10. A system for spatial sound image correction in a vehicle, the system comprising:
memory; and
one or more processors in communication with the memory and configured to:
receive a detected amplitude and time delay of two or more speakers, each speaker playing back one or more output channels;
receive a captured frequency spectrum of each output channel of the two or more speakers, wherein each output channel of a first speaker has a symmetrical output channel which is one of the one or more output channels of a second speaker;
receive analyzed power spectrum differences between each output channel of the first speaker and each symmetrical output channel of the second speaker;
receive a computed power spectrum equalizer transfer function for each symmetrical output channel pair;
align the amplitude and the time delay of the two or more speakers;
receive a power spectrum equalizer transfer function for each symmetrical output pair; and
apply the power spectrum equalizer transfer function to each output channel of the two or more speakers in the vehicle, the power spectrum equalizer transfer function derived by a process comprising:
capturing a frequency spectrum of each output channel of the two or more speakers, wherein each output channel of a first speaker has a symmetrical output channel which is one of the one or more output channels of a second speaker;
analyzing power spectrum differences between each output channel of the first speaker and each symmetrical output channel of the second speaker; and
computing a power spectrum equalizer transfer function for each symmetrical output channel pair.
11. The system of claim 10, wherein the power spectrum equalizer transfer function is computed using a pre-measured frequency response of each output channel of the two or more speakers.
12. The system of claim 10, wherein the power spectrum equalizer transfer function is computed using pre-measured head-related transfer function (HRTF) data based on an azimuth, elevation angle or location in 3D coordinates of the two or more speakers.
13. The system of claim 10, wherein the power spectrum equalizer transfer function is computed using modeled HRTF data based on an azimuth, elevation angle or location in 3D coordinates of the two or more speakers.
14. The system of claim 10, wherein the power spectrum equalizer transfer function is complementary for each symmetrical output channel.
15. The system of claim 10, wherein the power spectrum equalizer transfer function is computed based on head position and rotation information using one or more sensors.
16. The system of claim 15, wherein the one or more sensors include one or more cameras equipped within the vehicle.
17. The system of claim 10, wherein the one or more processors are further configured to:
detect a center sound image based on sound sources from the two or more speakers; and
apply an additional amplitude panning to the center sound image to locate the center sound image to a user's desired position.
18. The system of claim 17, wherein the center sound image is clarified using an additional equalizer.

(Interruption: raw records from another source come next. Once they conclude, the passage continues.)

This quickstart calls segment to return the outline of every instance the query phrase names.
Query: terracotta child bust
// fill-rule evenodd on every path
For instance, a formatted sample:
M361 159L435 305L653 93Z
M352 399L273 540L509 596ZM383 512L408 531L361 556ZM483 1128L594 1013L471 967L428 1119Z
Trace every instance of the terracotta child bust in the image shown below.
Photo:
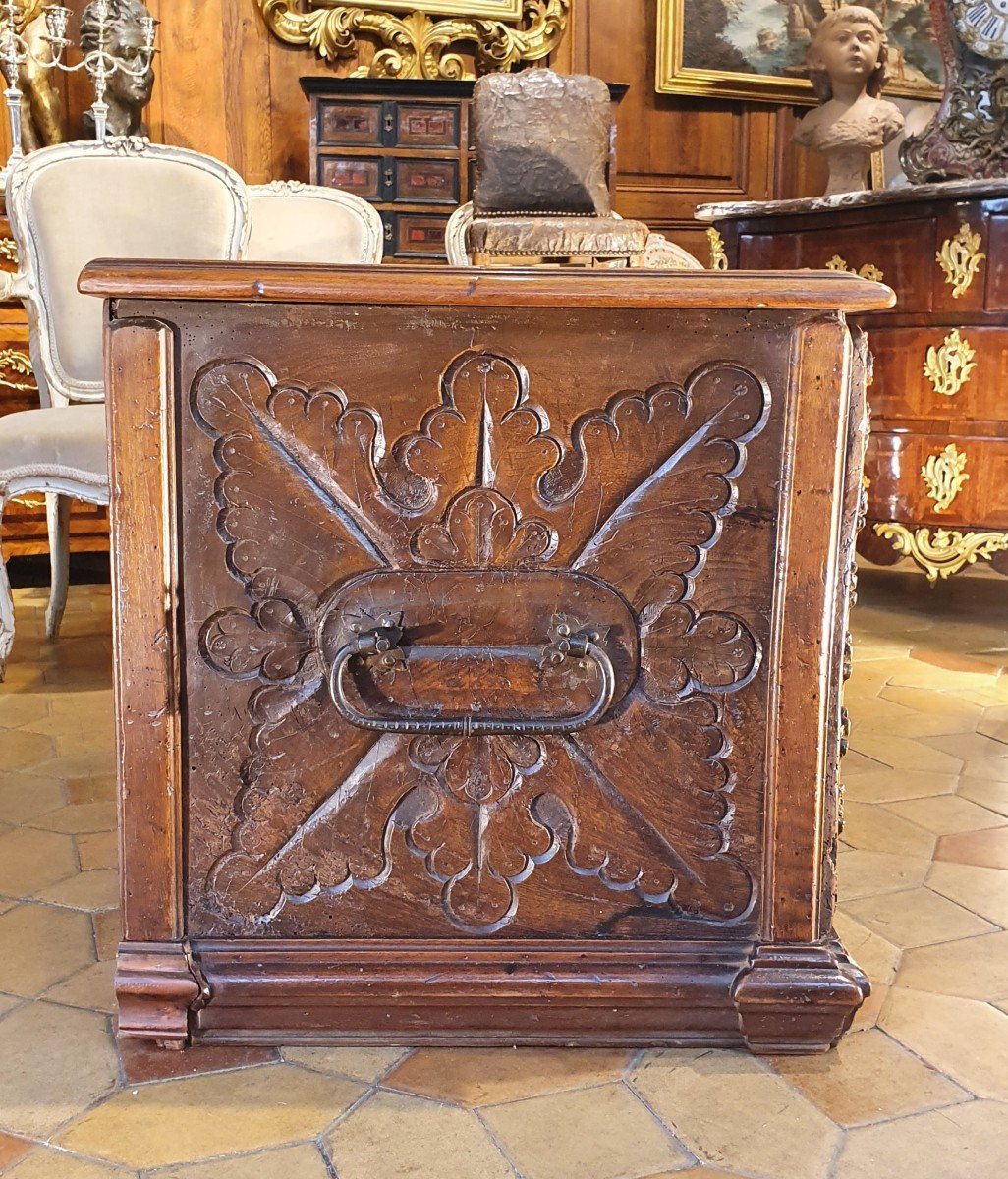
M871 153L903 127L900 108L878 97L888 81L882 21L870 8L837 8L819 22L805 59L822 106L802 119L795 141L826 157L828 197L858 192Z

19. A non-transitory machine-readable medium comprising machine-readable instructions encoded thereon for performing a method of spatial sound image correction, the method comprising:
detecting an amplitude and a time delay of two or more speakers, each speaker playing back one or more output channels;
aligning the amplitude and the time delay of the two or more speakers;
capturing a frequency spectrum of each output channel of the two or more speakers, wherein each output channel of a first speaker has a symmetrical output channel which is one of the one or more output channels of a second speaker;
analyzing power spectrum differences between each output channel of the first speaker and each symmetrical output channel of the second speaker;
computing a power spectrum equalizer transfer function for each symmetrical output channel pair; and
applying the power spectrum equalizer transfer function to each output channel of the two or more speakers.
20. The non-transitory machine-readable medium of claim 19, wherein the power spectrum equalizer transfer function is computed using modeled HRTF data based on an azimuth, elevation angle or location in 3D coordinates of the two or more speakers.